Marco Cavallo non vuole andare al macello, preferisce un pensionamento, un’adozione, e nasce così una storia che a molte persone pareva assurda, ma che salverà il cavallo e con lui una popolazione psichiatrica, confinata, che per tutta risposta insieme a un gruppo di artisti realizzerà la gigante statua in cartapesta e legno.

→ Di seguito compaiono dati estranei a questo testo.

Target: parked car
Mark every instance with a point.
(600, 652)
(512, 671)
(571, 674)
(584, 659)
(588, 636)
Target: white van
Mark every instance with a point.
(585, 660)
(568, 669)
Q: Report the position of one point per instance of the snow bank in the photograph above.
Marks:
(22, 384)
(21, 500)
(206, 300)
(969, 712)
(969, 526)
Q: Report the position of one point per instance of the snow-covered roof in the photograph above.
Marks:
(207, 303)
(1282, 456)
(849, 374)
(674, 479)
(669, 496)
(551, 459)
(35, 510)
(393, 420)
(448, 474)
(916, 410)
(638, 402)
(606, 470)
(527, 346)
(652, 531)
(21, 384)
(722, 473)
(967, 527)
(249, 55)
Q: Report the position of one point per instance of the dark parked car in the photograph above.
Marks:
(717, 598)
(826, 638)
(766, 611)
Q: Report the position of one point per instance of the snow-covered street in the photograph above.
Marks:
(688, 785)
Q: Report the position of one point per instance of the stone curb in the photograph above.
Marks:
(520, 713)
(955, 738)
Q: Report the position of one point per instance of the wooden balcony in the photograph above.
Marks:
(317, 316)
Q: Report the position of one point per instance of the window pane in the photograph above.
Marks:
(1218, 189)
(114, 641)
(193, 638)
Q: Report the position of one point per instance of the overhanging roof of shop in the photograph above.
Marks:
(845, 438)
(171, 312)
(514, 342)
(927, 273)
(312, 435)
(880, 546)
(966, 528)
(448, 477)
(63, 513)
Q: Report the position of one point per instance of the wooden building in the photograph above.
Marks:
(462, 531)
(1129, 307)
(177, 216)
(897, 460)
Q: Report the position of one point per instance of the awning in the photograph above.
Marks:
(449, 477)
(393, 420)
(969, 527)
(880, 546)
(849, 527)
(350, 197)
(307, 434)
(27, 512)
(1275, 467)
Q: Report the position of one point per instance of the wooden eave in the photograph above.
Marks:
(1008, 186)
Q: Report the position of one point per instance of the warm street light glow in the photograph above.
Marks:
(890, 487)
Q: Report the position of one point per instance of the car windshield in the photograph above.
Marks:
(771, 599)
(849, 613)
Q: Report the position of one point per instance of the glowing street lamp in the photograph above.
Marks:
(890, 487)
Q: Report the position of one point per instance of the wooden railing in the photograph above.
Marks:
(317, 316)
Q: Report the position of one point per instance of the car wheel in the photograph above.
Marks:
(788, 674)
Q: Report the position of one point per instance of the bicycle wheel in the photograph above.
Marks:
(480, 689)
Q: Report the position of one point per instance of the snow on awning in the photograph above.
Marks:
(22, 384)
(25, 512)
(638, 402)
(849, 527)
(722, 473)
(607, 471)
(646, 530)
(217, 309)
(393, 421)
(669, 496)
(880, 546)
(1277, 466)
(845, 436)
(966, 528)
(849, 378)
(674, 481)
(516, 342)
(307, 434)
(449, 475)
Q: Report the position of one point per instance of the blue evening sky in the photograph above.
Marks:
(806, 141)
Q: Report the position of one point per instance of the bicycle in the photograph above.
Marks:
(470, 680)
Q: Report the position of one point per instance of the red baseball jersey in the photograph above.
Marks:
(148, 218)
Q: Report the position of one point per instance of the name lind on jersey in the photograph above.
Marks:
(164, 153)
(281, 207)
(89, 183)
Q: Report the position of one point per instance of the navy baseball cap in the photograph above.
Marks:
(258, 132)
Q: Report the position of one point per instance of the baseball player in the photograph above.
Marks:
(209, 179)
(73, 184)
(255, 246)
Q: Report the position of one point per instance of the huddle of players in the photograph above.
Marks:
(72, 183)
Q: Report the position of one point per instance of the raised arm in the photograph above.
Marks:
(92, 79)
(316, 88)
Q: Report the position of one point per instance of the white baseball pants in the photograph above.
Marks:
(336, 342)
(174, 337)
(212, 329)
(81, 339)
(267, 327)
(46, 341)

Quando sarà il momento di festeggiare la legge 180, Marco Cavallo vuole uscire fuori anche lui per festeggiare. Ma è troppo grande, come il sogno che rappresenta, e non riesce a passare dai cancelli, ecco quindi l’idea di scardinarli, forzare l’uscita, portare fuori un sogno da salvare, come Marco, l’anziano cavallo da tiro che non voleva essere ammazzato.
Così, come spesso accade, i sogni che diventano collettivi sono duri a morire, destinati a riproporsi, questa volta fuori dai CPR.